Because Everlane is a private company, the turnover has not been reported. I asked ChatGPT twice, first answer I got was a $150 million higher than second at between $160-220 million. So, who the f*ck knows!

 

But if you want to raise your turnover by a billion, buying 4 brands for 40% of that outlay does make the business look more successful. It's the go-to solution for growing your turnover. It's why Wiggle purchased Chain Reaction Cycles. They needed to go from a £500BN company to a £750BN one in order for the owners, Bridgepoint, to make a sale. Even if that sale did result in the most dramatic insolvency in history, laid on a backdrop of corruption that spread across the EU.

 

Let's think about ASOS's purchase of Topshop for £265million in 2021. Saving the brand from liquidation. To only have the label's perceived value rescue ASOS from a Mike Ashley hostile take over a couple of years later by selling 75% (for £135 million) of the brand to the Bestseller founder. Some of that original purchase price went to loan repayments.

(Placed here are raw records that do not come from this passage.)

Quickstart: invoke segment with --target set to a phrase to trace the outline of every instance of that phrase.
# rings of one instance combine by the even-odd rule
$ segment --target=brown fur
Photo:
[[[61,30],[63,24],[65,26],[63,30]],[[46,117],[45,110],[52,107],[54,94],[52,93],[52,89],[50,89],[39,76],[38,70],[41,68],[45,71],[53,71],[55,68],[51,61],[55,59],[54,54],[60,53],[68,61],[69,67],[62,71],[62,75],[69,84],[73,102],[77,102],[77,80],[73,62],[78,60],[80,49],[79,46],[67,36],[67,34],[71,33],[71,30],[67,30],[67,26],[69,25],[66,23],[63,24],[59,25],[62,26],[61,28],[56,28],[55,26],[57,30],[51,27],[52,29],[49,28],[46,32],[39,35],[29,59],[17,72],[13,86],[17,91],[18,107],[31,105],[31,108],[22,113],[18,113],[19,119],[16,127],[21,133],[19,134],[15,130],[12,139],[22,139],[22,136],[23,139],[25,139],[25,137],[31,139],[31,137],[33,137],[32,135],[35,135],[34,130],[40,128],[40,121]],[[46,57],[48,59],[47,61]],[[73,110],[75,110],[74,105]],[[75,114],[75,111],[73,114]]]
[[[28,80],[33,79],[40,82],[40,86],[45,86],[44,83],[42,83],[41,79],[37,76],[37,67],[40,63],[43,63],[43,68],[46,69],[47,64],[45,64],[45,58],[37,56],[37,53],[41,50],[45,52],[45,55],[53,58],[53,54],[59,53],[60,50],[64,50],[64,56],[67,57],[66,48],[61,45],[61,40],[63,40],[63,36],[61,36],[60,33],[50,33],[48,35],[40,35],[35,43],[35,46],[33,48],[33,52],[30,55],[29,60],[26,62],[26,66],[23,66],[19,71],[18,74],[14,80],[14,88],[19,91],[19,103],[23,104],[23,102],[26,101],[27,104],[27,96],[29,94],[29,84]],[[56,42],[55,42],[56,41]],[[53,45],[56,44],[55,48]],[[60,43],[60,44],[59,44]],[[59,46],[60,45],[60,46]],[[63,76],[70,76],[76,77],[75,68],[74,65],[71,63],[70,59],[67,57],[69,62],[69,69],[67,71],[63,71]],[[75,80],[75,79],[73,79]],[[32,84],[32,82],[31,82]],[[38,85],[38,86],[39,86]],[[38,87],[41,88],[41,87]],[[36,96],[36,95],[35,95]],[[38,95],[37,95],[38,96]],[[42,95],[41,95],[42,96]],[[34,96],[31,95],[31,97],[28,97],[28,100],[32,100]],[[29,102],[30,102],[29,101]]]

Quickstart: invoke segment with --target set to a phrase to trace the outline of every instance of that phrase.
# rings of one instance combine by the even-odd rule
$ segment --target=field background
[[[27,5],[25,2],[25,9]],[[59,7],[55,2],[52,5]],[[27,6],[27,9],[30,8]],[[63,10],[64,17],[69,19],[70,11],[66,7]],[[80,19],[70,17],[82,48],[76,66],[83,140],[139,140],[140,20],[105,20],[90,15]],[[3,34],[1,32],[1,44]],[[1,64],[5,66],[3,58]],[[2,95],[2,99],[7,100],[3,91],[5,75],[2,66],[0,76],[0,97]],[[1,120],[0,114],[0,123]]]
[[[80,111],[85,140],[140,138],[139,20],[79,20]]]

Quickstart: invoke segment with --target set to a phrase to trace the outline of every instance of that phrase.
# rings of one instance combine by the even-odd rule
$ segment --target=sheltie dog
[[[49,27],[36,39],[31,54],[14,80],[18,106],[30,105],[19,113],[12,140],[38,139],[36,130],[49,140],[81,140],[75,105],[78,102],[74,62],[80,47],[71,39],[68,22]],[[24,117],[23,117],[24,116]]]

Including £50 million to Philip Green himself (because he needed that). Whereas unsecured creditors did not see a penny. Including landlords and HMRC.

 

While we may sit around and say that a $90m debt is a lot for a brand with a turnover of £200m (ish). The majority owners of Everlane (pre Shein sale), manage equity capital of £39BN. So that Everlane debt is not quite what you'd be splitting hairs over. Especially when only $25M of debt belonged to L Catterton anyway. Even then, we don't know what has been agreed in the fine print of this sale. We don't know what debt repayments have been agreed, how much is unsecured, and whether any cash from Everlane is going to be transferred under this full ownership. 

 

We do know that the debt acquired from leasing real estate has not been transferred over to Shein, as Everlane left all retail spaces and offices prior to the buyout. 

 

Another problem that Everlane could solve for Shein is the small issues of US tariffs. For those of you not involved in the purchasing of goods manufactured in China, you may be surprised to learn that the Chinese government are subsidising tariffs through Chinese suppliers, who can land product cheaper than a US brand can. But only for brands they want to! China has invested a lot to control this access to the US market, but they can not make claims to have these tariff costs repaid. Who knows whether Shein has benefitted from this "investment in kind" from the Chinese government. But having a US based business that can make tariff claims for goods imported is certainly worth £100mil. We still have almost 3 years of Trump chaos left. 

 

I don't know the answer to why Shein bought Everlane, but its not for sustainability reasons. I do know why Everlane sold out though. Because the founder had sold to L Chatterton. And you don't get to acquire a balance sheet of $39BN by having a moral stance.